Her eyes flash, wet and furious, and she snatches the fork like she wants to stab something with it. “Don’t,” she says, voice breaking on the single syllable. “Don’t say that. I did what I had to do. For my dad. That’s it.”

“And the longer you deny it,” I continue calmly, “the longer it’s going to take to recover.”

“Don’t act like you care,” she spits out. “You don’t get to sit there and—” Her voice cracks, and she hates it. I see it in the way she swallows hard and looks away. “This isn’t normal. You aren’t normal.”

I ignore the pain those words bring—memories of those words being thrown at me when I was younger and confused.

Confused about my own needs and urges. It’s been a long time since I felt like that, but instead of letting her words anger me and hurt me, I use them to remind me of what it was like to be in her place.

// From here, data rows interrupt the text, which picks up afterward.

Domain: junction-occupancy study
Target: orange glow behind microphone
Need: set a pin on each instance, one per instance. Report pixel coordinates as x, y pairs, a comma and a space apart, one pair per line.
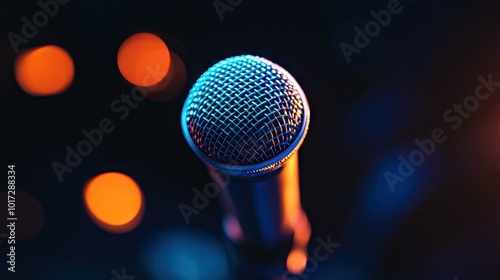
114, 202
143, 59
44, 71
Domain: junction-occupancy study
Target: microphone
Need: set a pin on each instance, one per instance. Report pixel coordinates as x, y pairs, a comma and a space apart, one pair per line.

“You want me to be a monster so you can hate me. You want to blame me for all of this, Erica,” I tell her. “But the truth is, if you didn’t want what happened last night, it wouldn’t have happened.”

She’s shaking her head. “You’re lying.”

“No, I’m not,” I say firmly. “When I walked into this room yesterday, I intended to put you in a car and send you home.”

“Why didn’t you?” she cries out, furiously.

“Because you didn’t want me to.” I keep my voice calm against her broken one. “Everything I did was in reaction to you.”

Erica presses her hands to her ears, her head still shaking as tears flow out of her eyes.

“Stop,” she chokes out. “Don’t say that. I can’t—” Her chest heaves, and she makes a sound that’s half sob, half furious exhale. “I didn’t want this. I didn’t want you. I didn’t want any of it.”

I stand up and walk around the table. I wrap my hands around her forearms and pull her hands away from her ears, turning her to face me as I crouch next to her.

Her hands tremble in mine. Her eyes are wet and wild; chin lifted in defiance even as her lower lip shakes. I keep my expression neutral. “Breathe. In. Out. I lead her through it and wait until she takes a jagged inhale, then another. “Look at me, Erica.”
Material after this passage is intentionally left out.